Oliver Miller Homestead
This old stone farmhouse, nestled among the trees at South Park in Allegheny County, is a pioneer landmark and Whiskey Rebellion site.
Pennsylvania Trolley Museum
Just 30 minutes south of Pittsburgh, you can climb aboard a restored streetcar and head out for a scenic 4-mile ride into the past. Almost 50 historic trolleys from various eras are on display in the museum.
Senator John Heinz Pittsburgh Regional History Center
Located in the Strip District, the John Heinz History Center brings 250 years of Western Pennsylvania to life. Step inside a 1790s log cabin. Discover how immigrants shaped this region. Uncover the myths of the Underground Railroad and climb aboard a 1940s Pittsburgh trolley. There's plenty here for young kids too, including Discovery Place with special hands-on history exhibits and games.
Rachel Carson Homestead
The birthplace and childhood home of ecologist and author Rachel Carson (1907-1964), whose 1962 best-seller Silent Spring helped launch the modern environmental movement. Visit and experience first-hand the surroundings that made Rachel Carson a fierce and poetic defender of the natural world.
The National Road
The road which built this nation, the National Road is the most historic transportation corridor in the United States. George Washington and Daniel Boone were among its first travelers. Travel the portion which crosses southwestern Pennsylvania, and enjoy its scenic vistas, historic homes and toll houses.
The Pennsylvania Lumber Museum
Experience the lumberjack lifestyle of yore. Take a tour of the grounds and view the rugged lifestyle of the woodhicks in the re-created logging camp.
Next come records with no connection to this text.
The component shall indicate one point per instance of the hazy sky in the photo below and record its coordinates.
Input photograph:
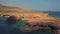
(42, 5)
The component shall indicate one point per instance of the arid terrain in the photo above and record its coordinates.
(31, 16)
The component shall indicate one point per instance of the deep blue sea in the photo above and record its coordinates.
(54, 13)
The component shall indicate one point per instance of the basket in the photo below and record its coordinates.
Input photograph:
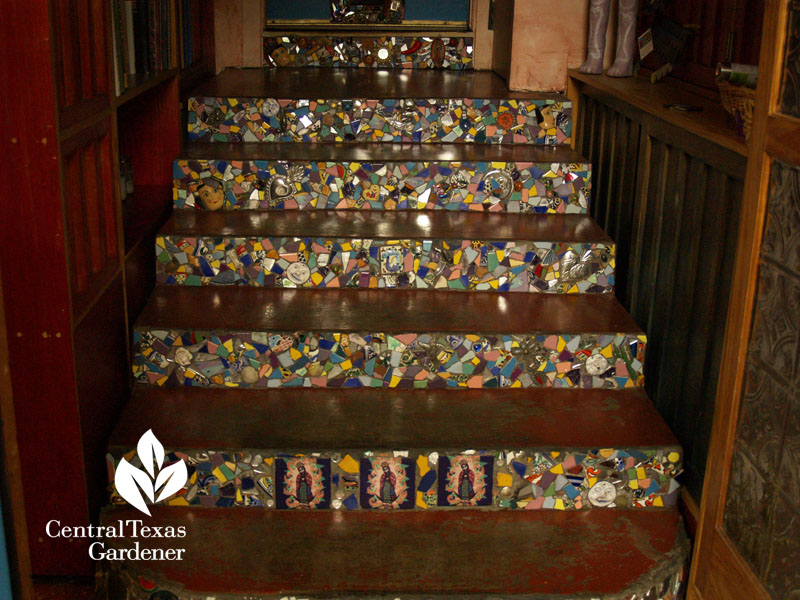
(738, 101)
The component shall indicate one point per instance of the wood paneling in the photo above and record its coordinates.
(90, 214)
(81, 69)
(671, 201)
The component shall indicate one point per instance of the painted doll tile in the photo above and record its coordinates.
(453, 53)
(303, 482)
(498, 186)
(465, 480)
(388, 482)
(467, 120)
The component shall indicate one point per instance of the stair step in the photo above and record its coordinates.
(424, 250)
(383, 177)
(384, 338)
(374, 105)
(365, 49)
(377, 554)
(535, 448)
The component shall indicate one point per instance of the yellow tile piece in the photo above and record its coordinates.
(219, 475)
(504, 479)
(348, 464)
(422, 465)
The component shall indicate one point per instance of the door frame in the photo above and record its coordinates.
(718, 570)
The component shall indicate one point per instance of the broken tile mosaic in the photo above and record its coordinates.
(478, 120)
(271, 359)
(365, 263)
(493, 186)
(453, 53)
(404, 479)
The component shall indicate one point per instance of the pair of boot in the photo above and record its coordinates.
(626, 38)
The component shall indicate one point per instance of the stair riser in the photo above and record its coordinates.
(288, 359)
(494, 186)
(427, 480)
(356, 263)
(369, 51)
(478, 120)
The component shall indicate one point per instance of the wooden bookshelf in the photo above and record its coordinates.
(77, 261)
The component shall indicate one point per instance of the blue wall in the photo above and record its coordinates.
(416, 10)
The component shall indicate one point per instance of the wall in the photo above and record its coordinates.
(537, 41)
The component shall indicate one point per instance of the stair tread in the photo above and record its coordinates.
(388, 311)
(372, 152)
(389, 419)
(332, 554)
(389, 225)
(332, 82)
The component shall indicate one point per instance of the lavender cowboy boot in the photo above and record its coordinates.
(598, 23)
(626, 39)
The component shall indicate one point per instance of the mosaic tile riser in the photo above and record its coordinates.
(479, 120)
(384, 52)
(364, 263)
(140, 587)
(412, 360)
(520, 479)
(493, 186)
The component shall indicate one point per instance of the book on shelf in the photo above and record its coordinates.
(143, 42)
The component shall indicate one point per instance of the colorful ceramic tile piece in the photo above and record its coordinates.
(364, 263)
(491, 186)
(303, 482)
(465, 480)
(473, 120)
(376, 52)
(272, 359)
(405, 479)
(387, 482)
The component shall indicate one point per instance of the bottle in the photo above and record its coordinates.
(737, 74)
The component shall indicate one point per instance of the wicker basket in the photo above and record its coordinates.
(738, 101)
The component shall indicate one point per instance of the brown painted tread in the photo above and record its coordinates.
(382, 554)
(340, 83)
(389, 225)
(370, 152)
(387, 311)
(304, 419)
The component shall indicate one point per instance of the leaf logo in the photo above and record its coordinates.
(131, 482)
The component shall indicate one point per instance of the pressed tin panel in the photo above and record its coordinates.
(671, 202)
(790, 93)
(762, 513)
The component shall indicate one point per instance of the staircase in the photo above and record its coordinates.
(384, 341)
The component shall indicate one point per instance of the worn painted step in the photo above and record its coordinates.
(533, 449)
(530, 555)
(373, 105)
(367, 50)
(429, 250)
(474, 177)
(267, 337)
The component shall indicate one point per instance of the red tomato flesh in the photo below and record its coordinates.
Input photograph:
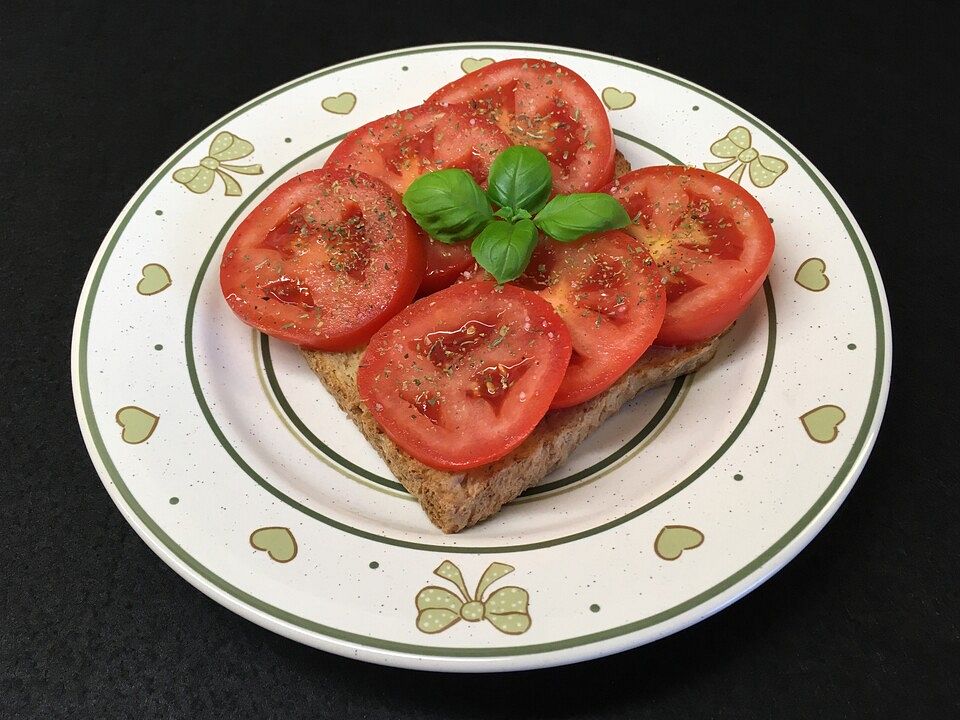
(607, 290)
(546, 106)
(461, 377)
(711, 239)
(398, 148)
(323, 261)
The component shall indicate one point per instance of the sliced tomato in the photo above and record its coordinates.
(607, 289)
(323, 261)
(546, 106)
(461, 377)
(399, 148)
(711, 239)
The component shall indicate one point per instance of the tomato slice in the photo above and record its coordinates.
(546, 106)
(323, 261)
(710, 237)
(461, 377)
(398, 148)
(607, 289)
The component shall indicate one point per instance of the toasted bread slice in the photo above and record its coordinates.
(456, 500)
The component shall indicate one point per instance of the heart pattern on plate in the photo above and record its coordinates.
(155, 279)
(672, 540)
(617, 99)
(277, 542)
(138, 424)
(342, 104)
(821, 423)
(812, 275)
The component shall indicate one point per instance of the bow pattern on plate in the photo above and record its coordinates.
(735, 147)
(505, 609)
(225, 146)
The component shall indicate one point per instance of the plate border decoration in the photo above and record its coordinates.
(544, 654)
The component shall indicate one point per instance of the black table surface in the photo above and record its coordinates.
(863, 623)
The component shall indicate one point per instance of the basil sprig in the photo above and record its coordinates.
(569, 217)
(450, 207)
(448, 204)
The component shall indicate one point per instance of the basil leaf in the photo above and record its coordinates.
(504, 249)
(520, 178)
(448, 204)
(569, 217)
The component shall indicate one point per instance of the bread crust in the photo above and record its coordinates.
(456, 500)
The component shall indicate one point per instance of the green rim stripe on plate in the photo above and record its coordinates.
(273, 402)
(438, 651)
(431, 547)
(333, 455)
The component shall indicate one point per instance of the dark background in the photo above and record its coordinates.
(864, 623)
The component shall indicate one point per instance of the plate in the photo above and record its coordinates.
(230, 460)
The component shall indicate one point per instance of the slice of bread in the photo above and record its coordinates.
(456, 500)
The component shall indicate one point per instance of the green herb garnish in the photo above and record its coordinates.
(451, 207)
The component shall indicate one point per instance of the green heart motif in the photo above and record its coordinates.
(342, 104)
(155, 279)
(811, 275)
(278, 542)
(672, 540)
(617, 100)
(821, 423)
(470, 64)
(138, 424)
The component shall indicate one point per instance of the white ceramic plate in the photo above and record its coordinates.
(231, 461)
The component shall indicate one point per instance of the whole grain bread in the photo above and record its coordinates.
(456, 500)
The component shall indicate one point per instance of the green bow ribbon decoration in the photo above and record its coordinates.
(225, 146)
(505, 609)
(736, 146)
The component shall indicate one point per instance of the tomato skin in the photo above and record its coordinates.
(711, 239)
(607, 289)
(398, 148)
(323, 261)
(549, 107)
(462, 377)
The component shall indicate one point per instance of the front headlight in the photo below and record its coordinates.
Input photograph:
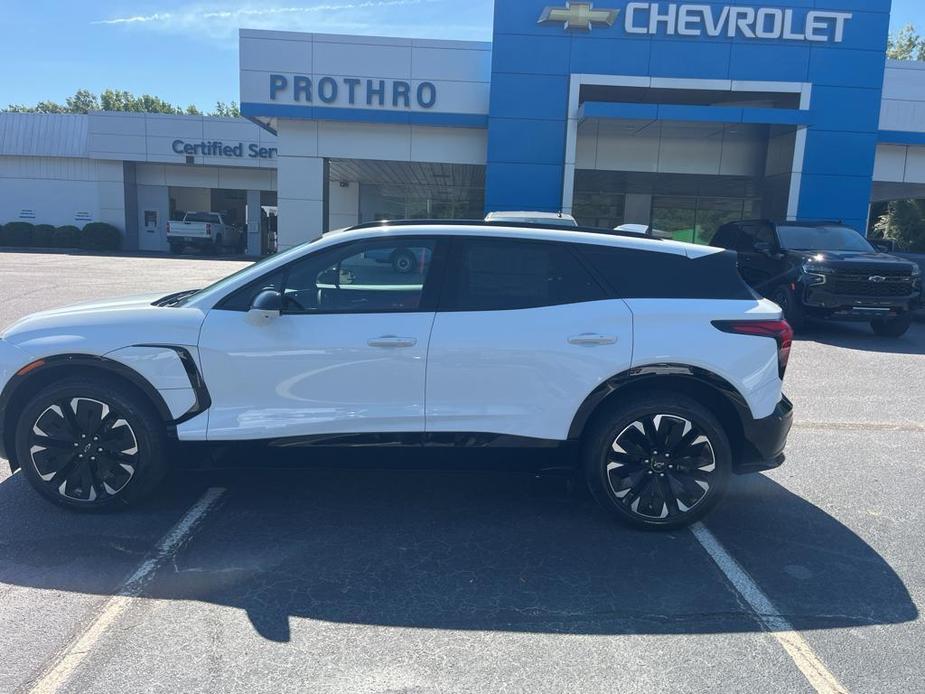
(815, 273)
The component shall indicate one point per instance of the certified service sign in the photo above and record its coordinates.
(729, 21)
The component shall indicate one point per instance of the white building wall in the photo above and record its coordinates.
(61, 190)
(343, 204)
(903, 105)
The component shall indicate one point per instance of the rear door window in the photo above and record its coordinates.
(490, 274)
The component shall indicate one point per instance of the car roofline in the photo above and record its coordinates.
(506, 223)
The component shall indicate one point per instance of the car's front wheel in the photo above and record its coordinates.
(91, 444)
(892, 327)
(661, 461)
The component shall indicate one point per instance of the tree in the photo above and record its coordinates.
(224, 110)
(906, 44)
(85, 101)
(904, 222)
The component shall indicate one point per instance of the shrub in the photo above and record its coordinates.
(41, 235)
(16, 234)
(99, 236)
(66, 237)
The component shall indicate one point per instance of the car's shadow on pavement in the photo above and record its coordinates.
(859, 336)
(479, 551)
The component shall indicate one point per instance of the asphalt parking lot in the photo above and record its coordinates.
(366, 581)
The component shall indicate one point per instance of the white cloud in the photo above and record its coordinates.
(219, 22)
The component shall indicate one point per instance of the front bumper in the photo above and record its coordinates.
(764, 439)
(821, 302)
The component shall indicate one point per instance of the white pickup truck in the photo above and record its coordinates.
(204, 230)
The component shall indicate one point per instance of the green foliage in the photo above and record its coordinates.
(906, 44)
(67, 236)
(85, 101)
(99, 236)
(224, 110)
(42, 234)
(904, 222)
(16, 234)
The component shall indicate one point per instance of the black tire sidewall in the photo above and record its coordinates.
(608, 426)
(149, 430)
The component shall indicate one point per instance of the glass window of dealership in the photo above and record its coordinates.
(680, 115)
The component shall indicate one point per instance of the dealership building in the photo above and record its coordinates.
(679, 115)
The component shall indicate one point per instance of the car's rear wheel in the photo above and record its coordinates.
(892, 327)
(661, 461)
(91, 444)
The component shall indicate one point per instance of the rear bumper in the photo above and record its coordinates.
(764, 439)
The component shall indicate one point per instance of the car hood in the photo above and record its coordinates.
(98, 327)
(860, 261)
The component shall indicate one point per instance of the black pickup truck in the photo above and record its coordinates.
(824, 270)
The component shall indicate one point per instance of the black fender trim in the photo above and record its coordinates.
(758, 444)
(650, 372)
(203, 400)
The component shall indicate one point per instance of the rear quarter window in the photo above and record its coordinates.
(635, 274)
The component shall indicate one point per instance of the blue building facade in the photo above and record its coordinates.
(827, 55)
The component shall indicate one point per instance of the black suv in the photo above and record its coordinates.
(824, 270)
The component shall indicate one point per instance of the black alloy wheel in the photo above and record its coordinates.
(662, 464)
(90, 445)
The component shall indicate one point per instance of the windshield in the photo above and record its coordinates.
(201, 217)
(294, 251)
(821, 238)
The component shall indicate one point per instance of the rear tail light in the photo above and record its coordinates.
(780, 330)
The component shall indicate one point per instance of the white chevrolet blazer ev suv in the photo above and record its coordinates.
(650, 359)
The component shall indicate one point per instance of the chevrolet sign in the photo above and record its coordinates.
(578, 15)
(729, 21)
Every summer, at the annual Bark Peeler's Convention, present-day woodsmen compete in old-fashioned games that test woodcutting strength and skill. Potter County, PA.
Western Pennsylvania Sports Museum
This interactive 20,000 square-foot exhibit, located in the John Heinz Pittsburgh Regional History Center, celebrates the rich sports legends and traditions of Western Pennsylvania. Explore interactive kiosks and exhibits, watch historic videos, and view historic artifacts including old Pirates banners and Franco Harris' Immaculate Reception shoes.
Woodville Plantation - Neville House
The only surviving 18th-century mansion house and garden in Allegheny County, Woodville Plantation was the home of John Neville, collector of the hated federal excise tax on whiskey, and a major target in the Whiskey Rebellion of 1794.